Speeding up administrative processes
The June hearing ran for more than two and a half hours and covered a range of issues that EPA faces, from climate change-focused programs to the scandal revolving around former EPA employee and CIA impersonator John Beale.
Congressman Jason Chaffetz (R-Utah), while questioning McCarthy, expressed frustration about several cases involving EPA employees caught watching hours of pornography online, who were not fired on the spot, as he said they deserved.
The EPA administrator said in some instances she’s been hamstrung by administrative processes.
“Any way that we can make these processes move more quickly I’m all for it. But there is an administrative process we must follow,” she said. “It’s one thing to be upset. It’s a second thing to successfully go through criminal and administrative procedures.”

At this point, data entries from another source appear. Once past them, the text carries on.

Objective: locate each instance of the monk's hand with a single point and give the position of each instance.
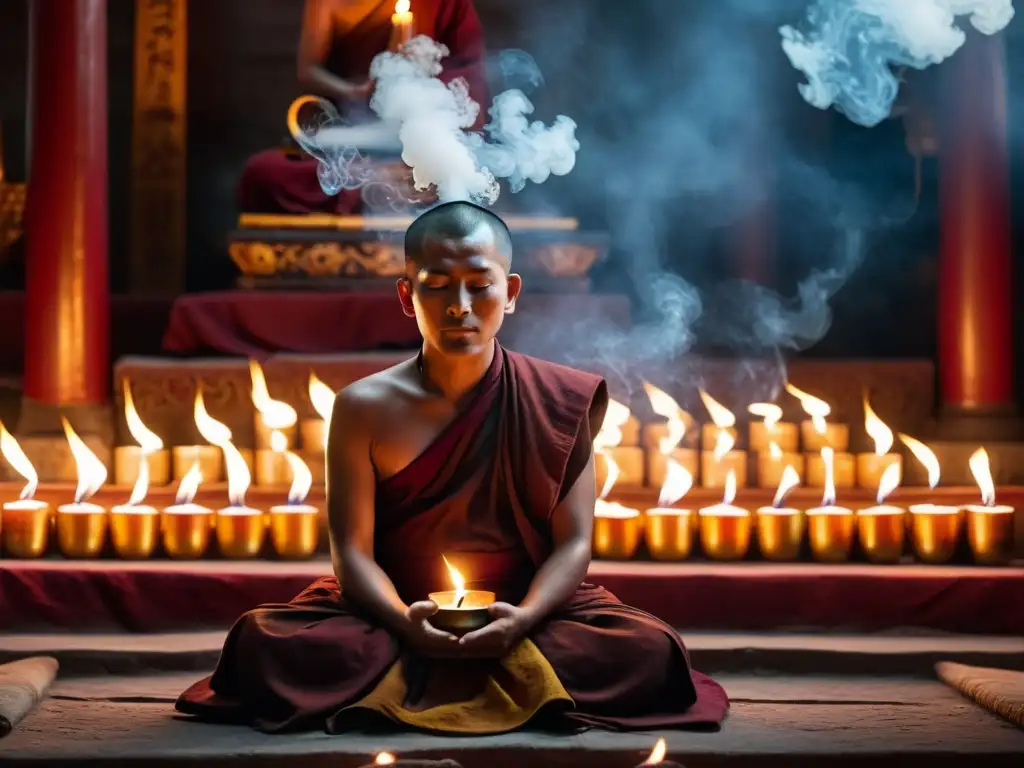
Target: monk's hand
(424, 639)
(508, 625)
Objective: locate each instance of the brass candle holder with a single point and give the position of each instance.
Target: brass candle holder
(241, 532)
(134, 530)
(935, 531)
(81, 530)
(295, 530)
(26, 528)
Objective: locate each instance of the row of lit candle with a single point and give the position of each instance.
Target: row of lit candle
(726, 530)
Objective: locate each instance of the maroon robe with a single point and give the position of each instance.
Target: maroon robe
(481, 494)
(285, 181)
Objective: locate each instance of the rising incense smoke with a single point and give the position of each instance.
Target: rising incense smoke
(850, 47)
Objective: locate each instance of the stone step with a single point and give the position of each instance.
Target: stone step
(792, 722)
(911, 655)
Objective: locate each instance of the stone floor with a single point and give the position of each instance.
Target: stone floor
(792, 721)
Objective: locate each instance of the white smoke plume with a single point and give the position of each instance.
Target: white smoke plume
(850, 47)
(432, 121)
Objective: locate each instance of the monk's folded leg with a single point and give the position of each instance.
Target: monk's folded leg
(292, 667)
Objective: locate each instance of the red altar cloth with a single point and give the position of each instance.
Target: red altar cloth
(163, 596)
(255, 324)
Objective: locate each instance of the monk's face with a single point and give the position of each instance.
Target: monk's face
(459, 291)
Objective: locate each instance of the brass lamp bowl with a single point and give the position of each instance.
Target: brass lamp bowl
(472, 613)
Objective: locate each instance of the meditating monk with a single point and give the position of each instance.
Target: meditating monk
(338, 43)
(483, 457)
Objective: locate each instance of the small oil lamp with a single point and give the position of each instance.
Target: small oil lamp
(871, 466)
(935, 528)
(668, 530)
(294, 526)
(667, 437)
(185, 525)
(460, 610)
(616, 528)
(135, 526)
(717, 464)
(882, 528)
(989, 526)
(780, 529)
(725, 528)
(830, 527)
(25, 524)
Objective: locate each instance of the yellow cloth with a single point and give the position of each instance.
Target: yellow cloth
(459, 696)
(1000, 691)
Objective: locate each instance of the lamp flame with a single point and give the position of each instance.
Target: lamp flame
(678, 481)
(981, 469)
(323, 398)
(212, 430)
(663, 404)
(275, 415)
(141, 485)
(147, 440)
(828, 457)
(888, 482)
(302, 478)
(611, 475)
(730, 487)
(786, 482)
(813, 407)
(19, 462)
(91, 472)
(878, 430)
(771, 413)
(188, 485)
(457, 581)
(656, 754)
(925, 455)
(610, 433)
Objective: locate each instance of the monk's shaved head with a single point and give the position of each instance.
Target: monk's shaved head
(460, 223)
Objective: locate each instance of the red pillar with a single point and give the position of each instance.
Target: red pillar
(975, 274)
(67, 359)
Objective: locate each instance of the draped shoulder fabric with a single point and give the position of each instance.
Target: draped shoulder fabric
(482, 495)
(280, 181)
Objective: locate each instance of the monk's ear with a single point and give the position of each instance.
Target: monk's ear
(406, 296)
(515, 286)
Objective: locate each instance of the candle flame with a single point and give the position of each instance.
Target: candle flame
(730, 487)
(239, 476)
(275, 415)
(19, 462)
(147, 440)
(141, 485)
(656, 754)
(457, 581)
(611, 474)
(888, 482)
(663, 404)
(188, 485)
(813, 407)
(828, 497)
(678, 481)
(878, 430)
(925, 455)
(786, 482)
(212, 430)
(91, 472)
(610, 433)
(323, 398)
(981, 469)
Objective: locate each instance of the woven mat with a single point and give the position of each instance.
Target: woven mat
(1000, 691)
(23, 685)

McCarthy added that she’d welcome Congress taking up “these challenges,” in reference to barriers in firings.
The EPA tells Federal News Radio that the administrator is now reviewing the union’s letter.
Press officer Alisha Johnson said McCarthy “believes it is in the public interest to ensure that the agency moves swiftly to initiate corrective action against any employee who is found to have engaged in wrongdoing. However, she also takes very seriously the integrity of due process protections afforded to all employees in the case of removals and other disciplinary actions.” The statement continued, “EPA holds managers and employees to the same high standards. EPA treats managers and employees the same and will address supervisors who engage in wrongdoing or fail to exercise due care in their oversight responsibilities as we would any other employee.”